I was quiet for a long time after listening to Ana. Closing my eyes, I imagined what it must have been like for Mateo—and the two lovers. The shock of discovery. Fear as the wronged man bloodies his sword. The hapless woman on the floor.
The thoughts depressed me, and I was relieved when Ana asked me to move my massaging farther up her body.
ONE HUNDRED AND TWELVE
Seville was enlightening for me. I even learned how to see through a servant without seeing the person. But my heart tugged more and more toward New Spain. I had given up the notion that Eléna would ever be mine. Like Calisto and Melibea, we could not resist fate and custom. She would be married to Luis, bear his babies, but would never achieve her dream of being fully realized as a poet and writer of plays. Grasped in Luis's tight fist, she would slowly wither into a dried-up old woman whose dreams had turned to dust.
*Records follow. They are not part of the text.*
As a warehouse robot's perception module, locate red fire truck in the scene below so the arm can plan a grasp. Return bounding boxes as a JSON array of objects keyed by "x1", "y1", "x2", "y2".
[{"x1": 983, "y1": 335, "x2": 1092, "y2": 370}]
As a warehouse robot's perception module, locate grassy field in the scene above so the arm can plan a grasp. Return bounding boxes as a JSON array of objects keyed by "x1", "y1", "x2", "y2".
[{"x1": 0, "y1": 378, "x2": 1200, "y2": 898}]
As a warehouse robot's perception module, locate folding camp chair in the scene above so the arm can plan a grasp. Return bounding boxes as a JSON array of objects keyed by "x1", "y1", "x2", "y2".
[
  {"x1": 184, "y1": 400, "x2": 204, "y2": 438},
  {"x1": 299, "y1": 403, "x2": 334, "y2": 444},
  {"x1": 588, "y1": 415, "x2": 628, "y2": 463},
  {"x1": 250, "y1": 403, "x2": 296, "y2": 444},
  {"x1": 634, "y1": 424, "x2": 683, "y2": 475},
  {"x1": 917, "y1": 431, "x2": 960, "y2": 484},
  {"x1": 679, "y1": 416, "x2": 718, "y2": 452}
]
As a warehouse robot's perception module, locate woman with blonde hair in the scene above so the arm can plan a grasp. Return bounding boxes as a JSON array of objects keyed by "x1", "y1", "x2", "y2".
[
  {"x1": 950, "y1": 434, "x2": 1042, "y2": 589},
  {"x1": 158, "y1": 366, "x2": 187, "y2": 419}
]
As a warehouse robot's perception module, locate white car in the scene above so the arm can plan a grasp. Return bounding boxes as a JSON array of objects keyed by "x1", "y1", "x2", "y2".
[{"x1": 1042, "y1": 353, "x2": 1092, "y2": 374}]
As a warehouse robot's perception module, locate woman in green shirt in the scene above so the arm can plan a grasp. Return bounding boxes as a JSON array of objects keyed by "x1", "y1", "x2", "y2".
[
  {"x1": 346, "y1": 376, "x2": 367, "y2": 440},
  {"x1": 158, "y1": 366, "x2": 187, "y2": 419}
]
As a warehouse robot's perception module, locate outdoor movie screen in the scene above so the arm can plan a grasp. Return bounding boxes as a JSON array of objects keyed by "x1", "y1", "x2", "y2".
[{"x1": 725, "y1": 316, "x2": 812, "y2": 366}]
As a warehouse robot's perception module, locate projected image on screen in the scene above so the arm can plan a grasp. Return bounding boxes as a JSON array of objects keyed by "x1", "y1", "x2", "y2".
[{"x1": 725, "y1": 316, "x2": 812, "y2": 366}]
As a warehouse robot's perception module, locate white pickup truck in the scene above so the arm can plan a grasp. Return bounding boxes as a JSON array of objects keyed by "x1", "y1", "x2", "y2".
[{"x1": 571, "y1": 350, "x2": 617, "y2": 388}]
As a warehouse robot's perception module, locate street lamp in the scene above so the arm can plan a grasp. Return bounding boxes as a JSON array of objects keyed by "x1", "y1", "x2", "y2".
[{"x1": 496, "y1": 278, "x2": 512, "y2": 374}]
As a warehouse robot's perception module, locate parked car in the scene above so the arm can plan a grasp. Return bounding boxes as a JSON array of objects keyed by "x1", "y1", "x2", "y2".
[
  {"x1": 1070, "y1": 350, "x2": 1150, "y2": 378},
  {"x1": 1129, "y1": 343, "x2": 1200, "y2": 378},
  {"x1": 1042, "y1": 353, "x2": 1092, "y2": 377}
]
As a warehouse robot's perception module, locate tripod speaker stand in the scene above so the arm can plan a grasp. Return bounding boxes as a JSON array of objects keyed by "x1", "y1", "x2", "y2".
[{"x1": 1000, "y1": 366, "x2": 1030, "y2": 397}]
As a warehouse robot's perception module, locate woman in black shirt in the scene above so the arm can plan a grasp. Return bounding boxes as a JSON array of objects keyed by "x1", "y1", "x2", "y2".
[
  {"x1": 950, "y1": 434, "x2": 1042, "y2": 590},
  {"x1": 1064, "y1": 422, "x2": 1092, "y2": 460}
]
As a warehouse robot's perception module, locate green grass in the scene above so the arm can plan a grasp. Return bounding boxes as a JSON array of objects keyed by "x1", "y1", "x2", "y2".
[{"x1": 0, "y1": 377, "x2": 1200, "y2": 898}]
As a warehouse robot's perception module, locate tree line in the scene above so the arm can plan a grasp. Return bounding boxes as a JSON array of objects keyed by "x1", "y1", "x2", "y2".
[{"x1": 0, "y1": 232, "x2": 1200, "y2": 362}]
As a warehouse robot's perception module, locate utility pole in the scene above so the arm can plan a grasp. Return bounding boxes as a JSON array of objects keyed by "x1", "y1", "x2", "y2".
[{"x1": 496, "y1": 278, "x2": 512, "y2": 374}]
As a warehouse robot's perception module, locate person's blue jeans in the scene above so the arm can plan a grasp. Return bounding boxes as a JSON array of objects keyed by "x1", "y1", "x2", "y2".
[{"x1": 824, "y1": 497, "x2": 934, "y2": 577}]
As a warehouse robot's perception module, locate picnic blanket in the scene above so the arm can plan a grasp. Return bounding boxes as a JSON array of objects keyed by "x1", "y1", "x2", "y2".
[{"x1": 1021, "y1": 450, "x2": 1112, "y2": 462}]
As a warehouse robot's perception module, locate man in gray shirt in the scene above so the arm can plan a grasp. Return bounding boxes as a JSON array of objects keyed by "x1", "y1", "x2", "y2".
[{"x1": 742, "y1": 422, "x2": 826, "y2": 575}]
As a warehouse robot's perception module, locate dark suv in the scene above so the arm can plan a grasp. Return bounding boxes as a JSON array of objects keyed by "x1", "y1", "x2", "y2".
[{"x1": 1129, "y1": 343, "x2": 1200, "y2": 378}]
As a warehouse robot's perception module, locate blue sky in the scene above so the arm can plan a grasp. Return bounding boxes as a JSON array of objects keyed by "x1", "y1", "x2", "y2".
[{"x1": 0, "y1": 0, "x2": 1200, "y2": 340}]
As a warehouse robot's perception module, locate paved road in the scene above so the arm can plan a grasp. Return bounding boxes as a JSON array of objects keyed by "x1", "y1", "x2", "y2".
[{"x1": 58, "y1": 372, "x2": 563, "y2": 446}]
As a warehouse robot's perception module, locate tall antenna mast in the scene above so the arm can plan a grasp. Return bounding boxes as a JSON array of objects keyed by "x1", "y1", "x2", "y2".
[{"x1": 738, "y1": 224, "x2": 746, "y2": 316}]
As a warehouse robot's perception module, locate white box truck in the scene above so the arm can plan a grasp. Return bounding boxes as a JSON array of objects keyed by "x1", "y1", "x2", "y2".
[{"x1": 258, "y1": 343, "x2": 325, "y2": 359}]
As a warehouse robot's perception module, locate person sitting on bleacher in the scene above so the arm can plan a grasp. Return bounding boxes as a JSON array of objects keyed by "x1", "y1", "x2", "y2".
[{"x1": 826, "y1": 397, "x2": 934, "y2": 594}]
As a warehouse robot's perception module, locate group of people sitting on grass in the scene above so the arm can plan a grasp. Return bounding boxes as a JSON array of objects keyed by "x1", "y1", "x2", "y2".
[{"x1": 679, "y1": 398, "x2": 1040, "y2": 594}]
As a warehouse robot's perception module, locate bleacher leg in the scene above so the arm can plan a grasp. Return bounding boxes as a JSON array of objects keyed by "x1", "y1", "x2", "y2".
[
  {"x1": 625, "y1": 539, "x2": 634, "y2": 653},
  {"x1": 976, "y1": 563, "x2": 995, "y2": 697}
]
Hopefully, I would be able to make her a widow.
Some days I would go down to the docks and watch the ships come and go. Their destinations were to different places in the Spanish Empire, scattered about the four corners of the world, but in my own mind each was sailing for Veracruz.
The matter hung so heavily on me that Ana complained I was no fun, telling me not to come around until I learned how to laugh again. I suspected that the Italian count, who was courting her, had more to do with her comments than my love-struck moodiness.
My desire to return home came to a head when a familiar name became the talk of Seville: Catalina de Erauso, the woman-man who'd escaped from a convent and become a soldier for the king.
Listening to the tales of her in cantinas and the theaters, I separated in my own mind some of the fact from fiction. While the stories told of her incredible adventures as an army lieutenant and her many duels and escapades, they left out the fact that she had led a bandit gang that robbed the king's silver, and that she wore men's clothes to seduce women.
She passed through Seville to appear before the king in Madrid. He awarded her a pension and paraded her before the court as a heroine of the Spanish Empire. She was returning here to set sail for Italy, where she would be received by the pope. I sent a note to her at her inn, asking if she had spent all the silver she'd stolen in Zacatecas.
She would not know who sent the note until she faced me. Even if she recognized me, I was not worried she would report me to the king's officers as an escaped mine slave. While she would stick a knife in my back if she had the opportunity, she would not want me questioned about my activities in New Spain for fear of exposure of her own criminal acts.
My message was returned with word that she would meet me at her inn. I was to accommodate her by having a carriage at our disposal, at my expense, of course. Had this woman-man forgotten that she had once tried to murder me?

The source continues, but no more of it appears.